Tomass war sprachlos. Damit Riki so weit gehen kann, müssen die drei Wochen einen Tribut an ihn gefordert haben.

"Wissen Sie, wer das ist?" Riki zeigte mit dem Kiefer auf die bewusstlosen Möbel.

"Dies ist die Uniform eines Onyx-Furniture", antwortete Tomass.

"Wahrscheinlich haben zwei oder drei seiner Rippen sich verabschiedet", sagte Riki lässig. Riki war kein Fremder für Gewalt.

Das ist ein Albtraum. Der Gedanke kam Tomass in den Sinn. Die Konsequenzen würden alle Furniture in Eos spüren. Es war Oskars Pech, als er ein neues Pet an der Leine führte.

Wer ist das?

Tomass mundete die Frage. Oskar schüttelte den Kopf.

Schwarze Uniform. Ein Furniture - das gegen Riki kämpft ... Dieser Gedanke ließ Tomass über eine Möglichkeit nachdenken.

Ach nein.

Tomass brach in kaltem Schweiß aus. Er ging auf die andere Seite der bewusstlosen Furniture und warf einen Blick auf das Gesicht. Verdacht wurde Tatsache.

"Simon."

Oskar hörte den Namen. "Es ist Simon?" fragte er nach.

"Simon? Dieser Typ?" Rikis Augen verengten sich.

Eine Stille stieg auf alle herab.

"Das ist Simon? Das Furniture von Miguel dem Paradita?"

Tomass war fassungslos, dies von Riki zu hören. Pets wussten in der Regel nicht, an wen Furniture vergeben wurden. Viele Pets kannten nicht einmal den Namen ihrer eigenen Furniture.

"Kennst du Simon?" Fragte Tomass.

"Nein, aber Miguel sagte, sein Furniture sei Simon." Und dann wurde Riki still.

Tomass wusste, dass Miguel von Riki besessen war, wusste aber nicht, dass sie bis jetzt gesprochen hatten.

Rikis Gesicht verlangte nach Antworten. "Wenn Sie in Eos Furniture werden, wird Ihnen ein neuer Name zugewiesen?"

Die Frage erschreckte Tomass.

"Wenn Sie ausgewählt werden, Furniture zu werden, passiert das?"

Was sagt Riki? Tomass 'Puls beschleunigte sich.

"Ich weiß nicht wovon du redest." Tomass 'Lippen zitterten.

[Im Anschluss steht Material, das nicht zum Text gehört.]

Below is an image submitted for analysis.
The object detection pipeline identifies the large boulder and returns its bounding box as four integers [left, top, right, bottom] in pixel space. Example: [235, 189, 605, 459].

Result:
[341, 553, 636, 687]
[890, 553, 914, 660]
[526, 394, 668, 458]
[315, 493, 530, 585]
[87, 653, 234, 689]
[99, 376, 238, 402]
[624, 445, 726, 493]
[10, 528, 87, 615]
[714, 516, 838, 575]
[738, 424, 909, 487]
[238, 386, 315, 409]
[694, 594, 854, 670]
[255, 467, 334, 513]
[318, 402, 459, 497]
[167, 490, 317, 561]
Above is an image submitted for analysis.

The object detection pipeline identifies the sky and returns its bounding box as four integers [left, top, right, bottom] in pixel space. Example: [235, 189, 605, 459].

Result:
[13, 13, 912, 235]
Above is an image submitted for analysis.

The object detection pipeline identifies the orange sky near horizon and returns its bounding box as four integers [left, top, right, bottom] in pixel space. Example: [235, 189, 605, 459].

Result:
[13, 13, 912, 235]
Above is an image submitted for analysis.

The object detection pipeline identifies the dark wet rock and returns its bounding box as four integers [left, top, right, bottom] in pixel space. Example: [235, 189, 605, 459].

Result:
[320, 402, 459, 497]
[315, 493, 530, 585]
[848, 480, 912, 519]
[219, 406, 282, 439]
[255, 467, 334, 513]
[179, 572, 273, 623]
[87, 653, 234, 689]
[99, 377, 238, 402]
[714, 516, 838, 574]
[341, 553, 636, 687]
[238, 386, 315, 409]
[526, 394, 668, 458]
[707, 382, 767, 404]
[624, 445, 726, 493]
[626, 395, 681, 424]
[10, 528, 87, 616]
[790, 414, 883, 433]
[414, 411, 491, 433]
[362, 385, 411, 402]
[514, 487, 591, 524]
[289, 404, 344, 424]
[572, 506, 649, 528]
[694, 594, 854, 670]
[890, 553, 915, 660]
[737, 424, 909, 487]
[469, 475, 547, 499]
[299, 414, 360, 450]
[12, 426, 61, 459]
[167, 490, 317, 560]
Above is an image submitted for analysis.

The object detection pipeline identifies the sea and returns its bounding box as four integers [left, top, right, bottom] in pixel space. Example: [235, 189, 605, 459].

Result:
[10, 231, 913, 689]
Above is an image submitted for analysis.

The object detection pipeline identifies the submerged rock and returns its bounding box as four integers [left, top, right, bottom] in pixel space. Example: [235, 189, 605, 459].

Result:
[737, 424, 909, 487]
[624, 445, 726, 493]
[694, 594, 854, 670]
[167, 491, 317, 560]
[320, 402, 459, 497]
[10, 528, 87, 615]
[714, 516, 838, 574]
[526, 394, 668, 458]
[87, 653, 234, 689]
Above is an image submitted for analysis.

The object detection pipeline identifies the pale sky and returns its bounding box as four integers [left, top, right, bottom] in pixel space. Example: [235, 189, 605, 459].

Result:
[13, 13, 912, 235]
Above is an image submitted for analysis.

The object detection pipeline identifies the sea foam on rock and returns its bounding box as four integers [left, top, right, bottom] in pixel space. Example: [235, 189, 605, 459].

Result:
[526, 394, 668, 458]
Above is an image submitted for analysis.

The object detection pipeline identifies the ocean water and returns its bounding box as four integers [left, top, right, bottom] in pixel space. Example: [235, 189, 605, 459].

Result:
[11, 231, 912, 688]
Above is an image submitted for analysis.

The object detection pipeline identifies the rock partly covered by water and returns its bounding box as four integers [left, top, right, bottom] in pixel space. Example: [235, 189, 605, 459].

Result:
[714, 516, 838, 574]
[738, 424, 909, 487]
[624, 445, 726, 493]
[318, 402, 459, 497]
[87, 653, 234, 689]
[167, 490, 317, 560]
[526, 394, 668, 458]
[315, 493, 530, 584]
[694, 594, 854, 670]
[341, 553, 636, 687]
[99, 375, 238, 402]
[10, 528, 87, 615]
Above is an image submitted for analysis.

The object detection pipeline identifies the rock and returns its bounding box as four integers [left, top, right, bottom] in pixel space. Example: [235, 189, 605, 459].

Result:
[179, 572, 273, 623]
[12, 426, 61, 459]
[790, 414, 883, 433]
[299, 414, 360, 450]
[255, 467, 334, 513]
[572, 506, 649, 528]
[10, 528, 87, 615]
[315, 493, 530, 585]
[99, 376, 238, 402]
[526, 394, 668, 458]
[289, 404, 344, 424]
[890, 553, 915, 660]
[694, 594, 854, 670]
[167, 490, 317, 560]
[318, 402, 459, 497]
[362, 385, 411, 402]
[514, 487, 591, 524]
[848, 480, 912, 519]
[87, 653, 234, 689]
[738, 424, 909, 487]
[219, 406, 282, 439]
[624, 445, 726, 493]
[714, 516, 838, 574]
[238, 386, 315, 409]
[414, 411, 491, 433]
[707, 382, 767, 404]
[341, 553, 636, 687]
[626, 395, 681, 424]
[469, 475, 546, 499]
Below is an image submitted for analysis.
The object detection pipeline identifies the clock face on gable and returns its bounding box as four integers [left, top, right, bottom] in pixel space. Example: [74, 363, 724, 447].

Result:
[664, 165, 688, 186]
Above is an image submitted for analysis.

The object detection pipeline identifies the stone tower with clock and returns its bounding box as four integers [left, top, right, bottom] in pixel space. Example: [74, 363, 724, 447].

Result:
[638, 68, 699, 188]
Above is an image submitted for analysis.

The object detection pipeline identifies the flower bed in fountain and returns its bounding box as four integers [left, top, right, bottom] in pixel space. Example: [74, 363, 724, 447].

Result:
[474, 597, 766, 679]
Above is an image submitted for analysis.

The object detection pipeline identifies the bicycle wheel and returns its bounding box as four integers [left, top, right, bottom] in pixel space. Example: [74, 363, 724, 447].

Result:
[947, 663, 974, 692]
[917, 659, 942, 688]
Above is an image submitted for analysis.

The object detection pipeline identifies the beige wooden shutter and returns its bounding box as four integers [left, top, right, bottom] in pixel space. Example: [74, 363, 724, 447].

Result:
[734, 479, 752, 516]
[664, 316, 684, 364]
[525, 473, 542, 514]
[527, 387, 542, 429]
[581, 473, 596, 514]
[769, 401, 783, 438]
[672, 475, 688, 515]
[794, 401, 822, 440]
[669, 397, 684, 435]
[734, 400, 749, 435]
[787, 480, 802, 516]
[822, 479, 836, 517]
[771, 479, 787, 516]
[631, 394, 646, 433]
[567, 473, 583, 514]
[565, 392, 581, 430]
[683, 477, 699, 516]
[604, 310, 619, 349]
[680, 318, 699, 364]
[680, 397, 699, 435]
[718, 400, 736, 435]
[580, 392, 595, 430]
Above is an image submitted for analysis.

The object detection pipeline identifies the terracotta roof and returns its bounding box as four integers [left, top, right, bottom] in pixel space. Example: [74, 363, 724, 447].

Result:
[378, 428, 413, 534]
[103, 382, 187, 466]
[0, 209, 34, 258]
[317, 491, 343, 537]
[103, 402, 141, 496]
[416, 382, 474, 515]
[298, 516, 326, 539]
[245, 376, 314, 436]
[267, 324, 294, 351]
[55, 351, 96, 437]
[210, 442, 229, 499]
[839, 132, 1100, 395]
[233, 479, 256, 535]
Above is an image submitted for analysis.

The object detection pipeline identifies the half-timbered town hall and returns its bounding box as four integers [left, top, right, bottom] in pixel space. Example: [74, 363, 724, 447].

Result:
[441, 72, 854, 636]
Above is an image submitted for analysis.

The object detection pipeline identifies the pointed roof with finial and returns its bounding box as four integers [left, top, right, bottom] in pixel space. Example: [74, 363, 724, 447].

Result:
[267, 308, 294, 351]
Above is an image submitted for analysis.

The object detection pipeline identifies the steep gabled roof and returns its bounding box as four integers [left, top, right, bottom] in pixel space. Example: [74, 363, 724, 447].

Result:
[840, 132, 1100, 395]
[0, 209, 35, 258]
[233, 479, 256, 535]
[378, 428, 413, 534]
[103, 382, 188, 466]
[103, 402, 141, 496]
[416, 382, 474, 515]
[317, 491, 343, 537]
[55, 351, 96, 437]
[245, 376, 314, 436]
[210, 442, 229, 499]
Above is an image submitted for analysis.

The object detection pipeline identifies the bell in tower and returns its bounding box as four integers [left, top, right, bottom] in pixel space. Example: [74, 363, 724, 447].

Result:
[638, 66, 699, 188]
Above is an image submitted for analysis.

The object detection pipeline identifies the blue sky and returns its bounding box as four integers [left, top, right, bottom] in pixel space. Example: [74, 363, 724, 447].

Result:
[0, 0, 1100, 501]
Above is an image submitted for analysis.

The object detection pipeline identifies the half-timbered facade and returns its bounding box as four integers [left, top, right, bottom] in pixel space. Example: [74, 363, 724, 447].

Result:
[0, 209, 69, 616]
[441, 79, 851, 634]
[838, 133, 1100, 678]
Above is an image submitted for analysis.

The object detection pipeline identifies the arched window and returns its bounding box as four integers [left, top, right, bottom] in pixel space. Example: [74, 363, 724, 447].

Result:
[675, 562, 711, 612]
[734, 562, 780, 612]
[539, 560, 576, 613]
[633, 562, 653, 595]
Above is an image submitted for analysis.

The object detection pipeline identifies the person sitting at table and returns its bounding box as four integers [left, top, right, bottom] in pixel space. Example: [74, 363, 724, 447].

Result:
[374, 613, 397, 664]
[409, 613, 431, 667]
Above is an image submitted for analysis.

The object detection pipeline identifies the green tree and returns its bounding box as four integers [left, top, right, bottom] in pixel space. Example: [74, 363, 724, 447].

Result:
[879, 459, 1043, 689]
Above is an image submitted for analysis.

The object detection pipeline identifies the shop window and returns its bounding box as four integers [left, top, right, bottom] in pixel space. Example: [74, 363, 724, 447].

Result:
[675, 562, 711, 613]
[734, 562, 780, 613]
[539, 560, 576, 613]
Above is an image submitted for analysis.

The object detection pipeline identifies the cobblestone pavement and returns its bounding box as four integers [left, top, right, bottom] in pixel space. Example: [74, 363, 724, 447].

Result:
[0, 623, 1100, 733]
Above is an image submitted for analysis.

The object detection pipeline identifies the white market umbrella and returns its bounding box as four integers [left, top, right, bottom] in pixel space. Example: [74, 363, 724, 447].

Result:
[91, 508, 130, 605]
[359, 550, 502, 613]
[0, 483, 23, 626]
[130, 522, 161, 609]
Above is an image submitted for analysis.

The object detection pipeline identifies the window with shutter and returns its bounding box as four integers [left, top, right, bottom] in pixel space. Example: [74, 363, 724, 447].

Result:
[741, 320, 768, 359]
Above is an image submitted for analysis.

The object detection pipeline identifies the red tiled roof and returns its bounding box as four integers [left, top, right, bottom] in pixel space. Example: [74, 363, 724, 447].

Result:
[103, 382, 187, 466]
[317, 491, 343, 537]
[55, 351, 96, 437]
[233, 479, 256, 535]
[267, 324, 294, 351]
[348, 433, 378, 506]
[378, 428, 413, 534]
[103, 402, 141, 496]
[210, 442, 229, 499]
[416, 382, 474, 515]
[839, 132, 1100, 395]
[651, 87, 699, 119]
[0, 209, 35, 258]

"Das ist Simon, du bist Tomass, das ist Oskar. Ich frage, ob das nur Furniturenamen sind."

Rikis Blick schwankte nicht. Die Intensität war atemberaubend. Diese Augen richteten sich auf die bewusstlose Gestalt.

"Das ist nicht Simon."

Die Worte kamen leise und sicher heraus.

"Der Name, den ich kannte, ist Vince. Nicht Simon. Vince. Während unserer Guardian-Tage war er ein Jahr jünger als ich im selben Block."

Tomass fand keine Worte für eine Antwort.